General Scala UDF handler coding guidelines

This topic describes general guidelines for writing handler code in Scala. For information specific to scalar function handlers, refer to Writing a scalar UDF in Scala.

For suggestions on structuring your project, packaging your code, and managing dependencies, refer to Scala UDF handler project and packaging.

Best practices

  • Write platform-independent code.

    • Avoid code that assumes a specific CPU architecture (e.g. x86).

    • Avoid code that assumes a specific operating system.

  • If you need to execute initialization code and do not want to include it in the method that you call, you can put the initialization code into a companion object of your handler class.

  • Whenever possible when using an in-line handler, specify a value for the CREATE FUNCTION or CREATE PROCEDURE TARGET_PATH parameter. This will prompt Snowflake to reuse previously-generated handler code output rather than recompiling for each call. For more information, see Using an in-line handler.

Writing a handler

You can write a scalar UDF with a handler written in Scala.

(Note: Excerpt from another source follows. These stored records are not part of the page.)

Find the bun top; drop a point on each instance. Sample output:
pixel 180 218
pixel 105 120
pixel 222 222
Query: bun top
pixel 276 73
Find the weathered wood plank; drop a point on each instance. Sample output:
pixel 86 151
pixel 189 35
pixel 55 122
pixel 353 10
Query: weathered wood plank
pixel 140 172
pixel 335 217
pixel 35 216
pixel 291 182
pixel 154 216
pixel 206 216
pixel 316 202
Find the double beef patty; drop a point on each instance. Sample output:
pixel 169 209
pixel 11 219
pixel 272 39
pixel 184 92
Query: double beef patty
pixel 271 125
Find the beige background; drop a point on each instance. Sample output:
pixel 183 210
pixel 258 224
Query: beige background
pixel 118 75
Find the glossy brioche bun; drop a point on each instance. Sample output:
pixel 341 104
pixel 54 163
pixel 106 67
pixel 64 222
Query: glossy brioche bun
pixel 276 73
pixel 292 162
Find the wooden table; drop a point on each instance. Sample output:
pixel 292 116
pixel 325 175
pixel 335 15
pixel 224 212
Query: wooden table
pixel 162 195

The handler is called once for each row passed to the Scala UDF. A new instance of the class is not created for each row; Snowflake can call the same instance’s handler method more than once.

To optimize execution of your code, Snowflake timeout thresholds differ between the time it takes to initialize your handler class or object, and the time it takes to execute its handler method. Snowflake allows more time to initialize the handler class or object on the assumption that initialization might take longer. This includes the time to load your UDF and the time to call the constructor of the handler method’s containing class, if a constructor is defined.

Handling errors

You can handle exceptions with common exception-handling techniques to catch errors within the handler method.

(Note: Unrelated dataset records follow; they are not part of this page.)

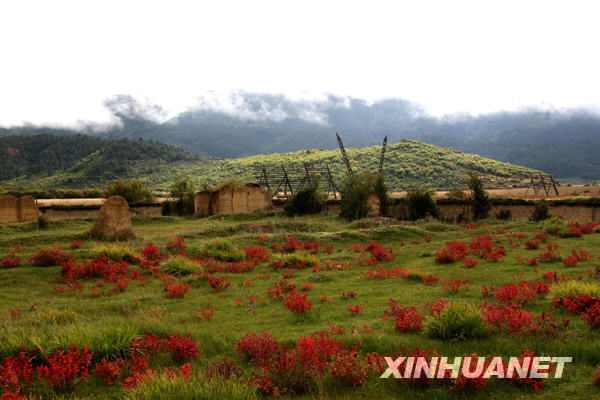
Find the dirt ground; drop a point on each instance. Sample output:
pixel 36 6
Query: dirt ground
pixel 86 202
pixel 523 193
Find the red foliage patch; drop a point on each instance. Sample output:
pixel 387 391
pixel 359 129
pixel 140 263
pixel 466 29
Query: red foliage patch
pixel 50 257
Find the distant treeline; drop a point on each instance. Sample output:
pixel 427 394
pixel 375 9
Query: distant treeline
pixel 56 193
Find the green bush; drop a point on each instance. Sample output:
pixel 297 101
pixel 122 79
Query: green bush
pixel 197 386
pixel 308 259
pixel 223 250
pixel 133 192
pixel 180 266
pixel 355 192
pixel 540 211
pixel 459 321
pixel 554 225
pixel 309 200
pixel 183 189
pixel 115 251
pixel 421 203
pixel 178 207
pixel 480 202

If an exception occurs inside the method and is not caught by the method, Snowflake raises an error that includes the stack trace for the exception.

You can explicitly throw an exception without catching it in order to end the query and produce a SQL error. For example:

if (x < 0) throw new IllegalArgumentException("x must be non-negative.")
Copy

When debugging, you can include values in the SQL error message text. To do so:

  • Place an entire Scala method body in a try-catch block;

  • Append argument values to the caught error’s message; and

  • Throw an exception with the extended message.

To avoid revealing sensitive data, remove argument values prior to deploying JAR files to a production environment.

Choosing data types

When writing your handler, you’ll need to declare parameter and return data types (from the handler’s language) that map well with the UDF’s parameter and return data types (from SQL).

When the UDF is called, Snowflake converts the UDF’s arguments from the SQL parameter types to the handler’s parameter types. When returning a value, Snowflake converts the return value from the handler’s return type to the UDF’s return type.

Snowflake converts values between types according to supported mappings between SQL types and Scala types. For more about those mappings, refer to SQL-Scala Data Type Mappings.

When choosing data types of Scala variables, take into account the maximum and minimum possible values of the data that could be sent from (and returned to) Snowflake.

Creating the UDF with CREATE FUNCTION

You create a UDF in SQL using the CREATE FUNCTION command, specifying the code you wrote as the handler. For the command reference, see CREATE FUNCTION.

CREATE OR REPLACE FUNCTION <name> ( [ <arguments> ] )
  RETURNS <type>
  LANGUAGE SCALA
  [ IMPORTS = ( '<imports>' ) ]
  RUNTIME_VERSION = 2.12
  [ PACKAGES = ( '<package_name>' [, '<package_name>' . . .] ) ]
  [ TARGET_PATH = '<stage_path_and_file_name_to_write>' ]
  HANDLER = '<handler_class>.<handler_method>'
  [ AS '<scala_code>' ]
Copy

To associate the handler code you’ve written with the UDF, you do the following when executing CREATE FUNCTION:

  • Set LANGUAGE to SCALA.

  • Set the IMPORTS clause value to the path and name of the handler class if the class is in an external location, such as on a stage.

  • Set RUNTIME_VERSION to the version of the Scala runtime that your code requires.

  • Set the PACKAGES clause value to the name of one or more packages, if any, required by the handler class.

  • Set the HANDLER clause value to the name of the handler object and method.

  • The AS '<scala_code>' clause is required if the handler code is specified in-line with CREATE FUNCTION.